Microsoft has revamped its slow-selling Zune digital player


Microsoft Corp. Chairman Bill Gates, is joined by J Allard, the company's corporate vice president for design and development.

How many development?? for customer satisfaction or business ...or both.

Microsoft has revamped its slow-selling Zune digital music player and created a MySpace-style social-networking site in its drive to compete with Apple's market-leading iPod player.

In large part, the Microsoft moves announced Tuesday - the introduction of a smaller, sleeker version of the Zune player and the planned Zune social Web site - reflect an attempt to build scale for a brand that so far has achieved only niche status.

Microsoft said it had sold about 1.2 million units of the original device in the last year.

"For something we pulled together in six months, we are very pleased with the satisfaction we got," Bill Gates, Microsoft's chairman, said in an interview Tuesday. "The satisfaction for the device was superhigh. The satisfaction on the software actually is where we'd expect to see a huge uptick this year.

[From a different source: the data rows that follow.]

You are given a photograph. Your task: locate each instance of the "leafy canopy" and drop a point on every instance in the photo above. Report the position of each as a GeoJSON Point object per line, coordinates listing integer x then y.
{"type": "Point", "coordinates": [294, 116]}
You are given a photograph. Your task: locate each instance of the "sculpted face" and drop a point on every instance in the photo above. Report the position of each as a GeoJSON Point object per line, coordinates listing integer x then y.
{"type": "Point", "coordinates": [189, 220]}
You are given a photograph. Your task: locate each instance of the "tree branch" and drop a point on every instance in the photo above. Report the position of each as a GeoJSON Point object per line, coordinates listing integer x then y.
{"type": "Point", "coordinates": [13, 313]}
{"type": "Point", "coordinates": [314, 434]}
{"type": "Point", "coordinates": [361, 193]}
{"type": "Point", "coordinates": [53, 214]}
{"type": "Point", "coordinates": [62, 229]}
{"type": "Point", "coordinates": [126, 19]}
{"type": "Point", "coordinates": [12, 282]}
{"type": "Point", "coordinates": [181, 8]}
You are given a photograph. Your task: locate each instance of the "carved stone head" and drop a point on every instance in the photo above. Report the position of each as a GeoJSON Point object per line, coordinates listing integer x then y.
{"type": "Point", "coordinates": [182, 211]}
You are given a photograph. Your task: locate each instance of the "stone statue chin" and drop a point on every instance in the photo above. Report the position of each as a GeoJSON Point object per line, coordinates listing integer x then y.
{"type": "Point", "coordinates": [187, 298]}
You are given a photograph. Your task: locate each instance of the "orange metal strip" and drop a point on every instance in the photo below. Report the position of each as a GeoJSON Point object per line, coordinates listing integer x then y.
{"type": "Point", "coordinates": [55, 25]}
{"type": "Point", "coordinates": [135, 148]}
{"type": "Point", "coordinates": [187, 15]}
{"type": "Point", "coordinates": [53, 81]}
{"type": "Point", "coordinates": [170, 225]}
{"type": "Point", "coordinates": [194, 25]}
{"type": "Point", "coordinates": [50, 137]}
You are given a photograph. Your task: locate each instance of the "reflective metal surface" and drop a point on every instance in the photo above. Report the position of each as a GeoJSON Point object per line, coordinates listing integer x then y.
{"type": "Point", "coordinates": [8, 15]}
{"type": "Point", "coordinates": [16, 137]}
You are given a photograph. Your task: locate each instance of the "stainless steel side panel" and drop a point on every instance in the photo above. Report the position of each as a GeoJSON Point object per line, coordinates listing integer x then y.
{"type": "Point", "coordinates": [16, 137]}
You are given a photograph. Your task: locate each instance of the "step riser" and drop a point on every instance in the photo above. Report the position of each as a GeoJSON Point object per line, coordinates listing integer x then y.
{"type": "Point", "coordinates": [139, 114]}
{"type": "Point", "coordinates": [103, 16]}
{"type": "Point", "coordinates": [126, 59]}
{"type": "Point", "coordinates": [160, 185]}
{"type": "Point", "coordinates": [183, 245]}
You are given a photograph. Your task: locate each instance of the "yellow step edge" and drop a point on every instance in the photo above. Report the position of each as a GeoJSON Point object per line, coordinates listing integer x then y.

It was just so-so on the software side."

Microsoft said it had re-engineered the Zune hardware and software and the associated digital music store to make them all easier to use."I'm sure a year from now we'll do even better," Gates said. "But I'm blown away by what they've been able to do in a year."

Many of the changes are stylistic. The company reworked the device's navigation button and dropped one of its signature colors, brown, from the list of options. The Zune will be available in black, pink, green and red.

But one of the most striking changes had to do with Microsoft's effort to enhance what had been perhaps the most talked-about feature on the original device: the ability to share music files and other media wirelessly with other Zune owners.

Far too few people, however, purchased the player for such sharing to become commonplace, and the function held little appeal because it was crippled by usage rules negotiated with the music industry. Shared songs expired within a few days, even if the recipient did not play them. And a file acquired from one Zune user could not be shared with a third user.

Under the new rules, Microsoft said, shared songs would have no expiration date, and it would be repeatedly possible to pass along songs sent from one device to another. But a shared file can be played only three times on each Zune.

Partly to warm up the initially tepid response, the company is creating a social-networking site, Zune Social, to encourage the sharing of samples of songs online, even for fans who do not own a Zune player. Members of the network will also be able to use a small application on their computers to display which songs they have been listening to, and that information can be posted on certain Web sites outside the network or sent by e-mail to friends.

Various social networking sites, like Facebook, already offer sharing of samples of songs.

"The whole idea behind Zune is much broader than the devices themselves," said J Allard, the Microsoft vice president who oversees design and development for consumer products like the Zune and the Xbox 360 game consoles.

"The conditioned thought is around a portable device being the center point of the experience, when in fact it's not. It really is about how do we start taking Zune beyond that device."

He said the social networking would appeal to Zune owners and people who had not bought the device.

Van Baker, an analyst at the research firm Gartner, said the Zune revisions amounted to "a much-needed line extension" for the brand.

"Is it enough to get somebody to move away from Apple to Microsoft? I don't think so," he said, "but it should help Microsoft against some of the other alternatives."